Agriculture's role in the climate conversation
Policy discussions at the state and national level are increasingly focused on climate change, in addition to the number of programs available in the private sector. The concept of carbon sequestration or recapturing carbon in the soil via photosynthesis from growing crops has been a common theme in these conversations.
The agriculture sector remains a relatively small net emitter of greenhouse gases, typically only about 10% of US emissions. In addition, scientific understanding of greenhouse gas emissions or long-term sequestration in diverse farming systems is not well understood and continues to be studied.

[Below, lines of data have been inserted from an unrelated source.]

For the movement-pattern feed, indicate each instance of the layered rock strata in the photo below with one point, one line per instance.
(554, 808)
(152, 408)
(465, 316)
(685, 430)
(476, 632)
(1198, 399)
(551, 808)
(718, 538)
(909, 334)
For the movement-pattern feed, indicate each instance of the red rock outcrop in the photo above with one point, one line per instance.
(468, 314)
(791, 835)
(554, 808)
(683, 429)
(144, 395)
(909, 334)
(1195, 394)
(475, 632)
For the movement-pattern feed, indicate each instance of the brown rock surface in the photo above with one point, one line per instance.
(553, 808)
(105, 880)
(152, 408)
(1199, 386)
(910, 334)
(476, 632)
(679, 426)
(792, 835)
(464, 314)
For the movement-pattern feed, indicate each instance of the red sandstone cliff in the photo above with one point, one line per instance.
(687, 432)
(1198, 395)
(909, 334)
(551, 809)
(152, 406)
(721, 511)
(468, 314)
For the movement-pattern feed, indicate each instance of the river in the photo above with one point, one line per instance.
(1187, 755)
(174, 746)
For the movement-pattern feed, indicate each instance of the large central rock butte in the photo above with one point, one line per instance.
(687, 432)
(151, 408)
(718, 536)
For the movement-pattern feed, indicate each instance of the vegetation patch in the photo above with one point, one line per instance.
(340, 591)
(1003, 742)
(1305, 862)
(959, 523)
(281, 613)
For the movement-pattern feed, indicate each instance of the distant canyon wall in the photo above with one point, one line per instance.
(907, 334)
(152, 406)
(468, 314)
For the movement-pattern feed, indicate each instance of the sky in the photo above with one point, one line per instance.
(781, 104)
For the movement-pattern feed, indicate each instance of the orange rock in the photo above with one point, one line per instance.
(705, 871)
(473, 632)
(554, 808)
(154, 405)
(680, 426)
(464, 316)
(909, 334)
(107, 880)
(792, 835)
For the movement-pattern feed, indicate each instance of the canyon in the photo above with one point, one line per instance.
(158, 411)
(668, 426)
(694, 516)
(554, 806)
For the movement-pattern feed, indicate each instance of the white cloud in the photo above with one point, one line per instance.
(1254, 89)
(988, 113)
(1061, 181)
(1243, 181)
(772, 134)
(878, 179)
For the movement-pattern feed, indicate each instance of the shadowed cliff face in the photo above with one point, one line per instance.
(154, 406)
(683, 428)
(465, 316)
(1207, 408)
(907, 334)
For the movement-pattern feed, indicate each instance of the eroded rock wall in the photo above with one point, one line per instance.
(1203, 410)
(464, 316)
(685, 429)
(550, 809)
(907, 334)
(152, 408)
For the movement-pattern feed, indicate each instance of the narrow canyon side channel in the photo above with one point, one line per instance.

Michigan Farm Bureau policy supports voluntary, incentive-based programs and markets that work for all of agriculture. This includes private sector ecosystem services markets, incentives for climate-smart practices, incentives for energy savings and on-farm energy production, and other voluntary opportunities for members that help with conservation practice adoption while ensuring economic viability.
Frequently Asked Questions
A carbon credit will likely be a defined term in your contract. In general, a carbon credit is a transferable instrument issued and recorded by an entity or registry to represent an emission reduction or sequestration of one (1) metric ton of CO2, or an equivalent amount of other greenhouse gases (GHGs). However, any farming practice undertaken by a farmer with a perceived impact on climate change could be quantified in this manner.
No. Currently, all these markets are voluntary.
Currently, there is limited government involvement in climate markets. There is also no universal set of standards that govern the measuring, reporting, and verification of carbon credits. However, there are numerous proposals for regulatory and voluntary federal programs.
Your contract determines who retains ownership of the carbon credits generated on your farm. Some markets may allow you to retain ownership and therefore control of decisions on pricing and timing of the sale of your credits. Others may retain ownership of those credits once generated and therefore control the pricing and timing of sale decisions.
Currently, you would be signing a contract with private entities. Some may be agribusinesses with their own program, but there are a variety of players in these marketplaces. These companies are called aggregators; they sell credits in private transactions. It is important to know who you are contracting with as carbon credit contracts tend to be a long-term business relationship.
There are many types of private companies interested in purchasing carbon credits: technology companies, agribusiness, oil and gas companies, etc. The list is extensive because many companies make commitments to lowering climate impact and will consider various methods, including carbon credits, to achieve such commitments.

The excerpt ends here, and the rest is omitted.